Arch Chemicals has long been in the business of treating water, but they now have expanded their efforts into rural communities which have little water treatment and where illness due to drinking untreated water is the leading cause of illness and death. Arch is installing simple water treatment systems and empowering the local people to be guardians of the clean water.( See attached article, contact Laura Tew, Arch Chemicals)

Chattanoogans are lucky that our founders located us on the banks of a beautiful river which provides our drinking water. We, too, must care for it so we don’t lose this precious resource.





(From the World Water Day Website)
22 March - World Water Day 2006: Water and Culturehttp://www.unesco.org/water/wwd2006/index.shtml

Each year, a different United Nations (UN) agency is selected to coordinate events surrounding World Water Day around the world, and a different theme is chosen to reflect the many facets of freshwater resources.

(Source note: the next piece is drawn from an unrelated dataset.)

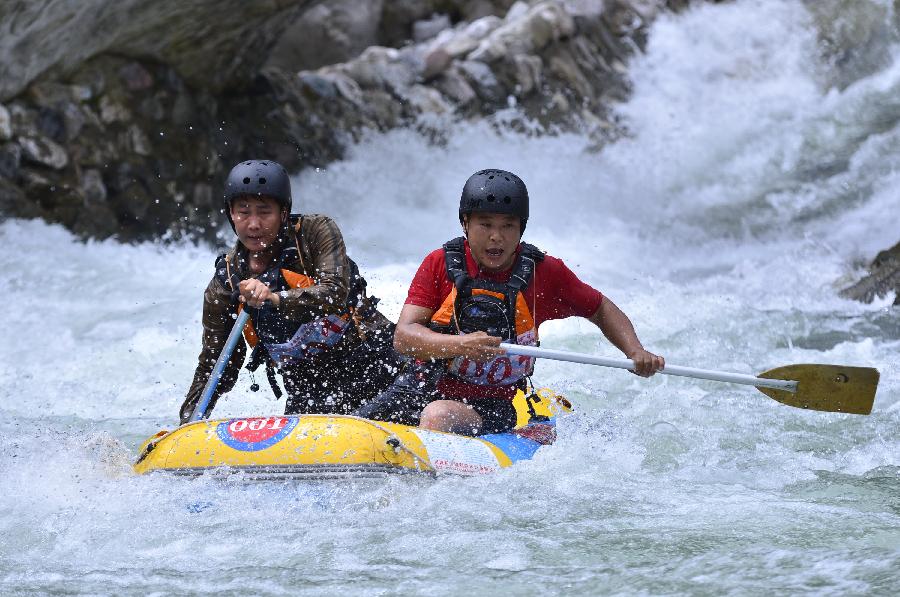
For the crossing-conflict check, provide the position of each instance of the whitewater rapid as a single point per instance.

World Water Day 2006 will be guided by the United Nations Educational, Scientific and Cultural Organization under the theme 'Water and Culture.'
We plan our cities near water; we bathe in water; we play in water; we work with water. Our economies are built on the strength of water transportation - and the products we buy and sell are all partly water, in one way or another. Our daily lives are built on water, and shaped by it. Without the water that surrounds us - the humidity of the air, the roughness of the river's current, the flow from the kitchen tap - our lives would be impossible. In recent decades, water has fallen in our esteem. No longer an element to be revered and protected, it is a consumer product that we have shamefully neglected. Eighty percent of our bodies are formed of water, and two thirds of the planet's surface is covered by water: water is our culture, our life.

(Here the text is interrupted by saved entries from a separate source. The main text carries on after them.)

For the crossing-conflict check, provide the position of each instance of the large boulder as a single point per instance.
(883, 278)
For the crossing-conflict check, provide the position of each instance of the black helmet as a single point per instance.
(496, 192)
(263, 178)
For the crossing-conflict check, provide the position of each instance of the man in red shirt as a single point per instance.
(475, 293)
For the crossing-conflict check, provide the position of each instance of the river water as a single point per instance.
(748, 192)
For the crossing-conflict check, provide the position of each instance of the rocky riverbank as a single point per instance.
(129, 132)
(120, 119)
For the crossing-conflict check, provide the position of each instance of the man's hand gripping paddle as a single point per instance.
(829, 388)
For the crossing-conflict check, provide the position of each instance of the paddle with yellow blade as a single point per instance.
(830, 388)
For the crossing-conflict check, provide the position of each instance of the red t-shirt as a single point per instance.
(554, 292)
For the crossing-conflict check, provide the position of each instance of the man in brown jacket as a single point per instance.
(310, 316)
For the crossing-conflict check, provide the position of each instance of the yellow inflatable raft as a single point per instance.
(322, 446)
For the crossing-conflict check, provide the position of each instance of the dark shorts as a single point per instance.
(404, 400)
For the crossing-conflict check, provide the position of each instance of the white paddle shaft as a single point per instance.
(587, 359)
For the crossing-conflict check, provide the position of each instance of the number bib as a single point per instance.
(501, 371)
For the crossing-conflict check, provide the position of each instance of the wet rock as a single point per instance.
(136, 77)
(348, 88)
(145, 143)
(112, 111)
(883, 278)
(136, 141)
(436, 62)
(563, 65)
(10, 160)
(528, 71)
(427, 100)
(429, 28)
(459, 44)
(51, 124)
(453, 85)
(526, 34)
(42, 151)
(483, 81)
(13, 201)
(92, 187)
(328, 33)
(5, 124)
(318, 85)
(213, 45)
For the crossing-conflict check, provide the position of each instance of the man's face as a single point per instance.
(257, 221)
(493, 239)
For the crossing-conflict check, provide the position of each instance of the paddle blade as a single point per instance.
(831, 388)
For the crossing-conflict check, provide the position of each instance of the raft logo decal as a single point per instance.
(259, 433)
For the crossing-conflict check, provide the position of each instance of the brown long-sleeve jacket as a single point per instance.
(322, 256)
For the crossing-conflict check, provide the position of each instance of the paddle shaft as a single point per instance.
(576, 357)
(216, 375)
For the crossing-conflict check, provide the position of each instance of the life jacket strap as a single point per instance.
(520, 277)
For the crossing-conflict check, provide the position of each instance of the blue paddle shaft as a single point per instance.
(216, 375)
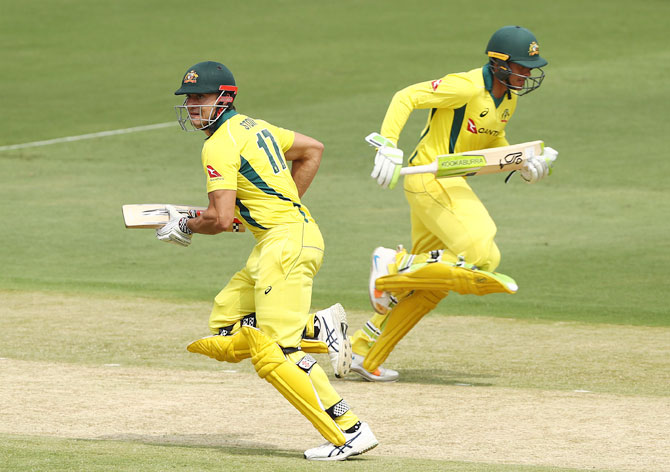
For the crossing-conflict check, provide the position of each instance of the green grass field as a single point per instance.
(588, 246)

The theme 'Water and Culture' of WWD 2006 draws attention to the fact that there are as many ways of viewing, using, and celebrating water as there are cultural traditions across the world. Sacred, water is at the heart of many religions and is used in different rites and ceremonies. Fascinating and ephemeral, water has been represented in art for centuries - in music, painting, writing, cinema - and it is an essential factor in many scientific endeavors as well. Each region of the world has a different way of holding water sacred, but each recognizes its value, and its central place in human lives. Cultural traditions, indigenous practices, and societal values determine how people perceive and manage water in the world's different regions.
As the UN's focal point for the promotion of cultural diversity, UNESCO aims to preserve and respect the specificity of each culture, bringing them all together and extending them in a more interactive and interdependent world.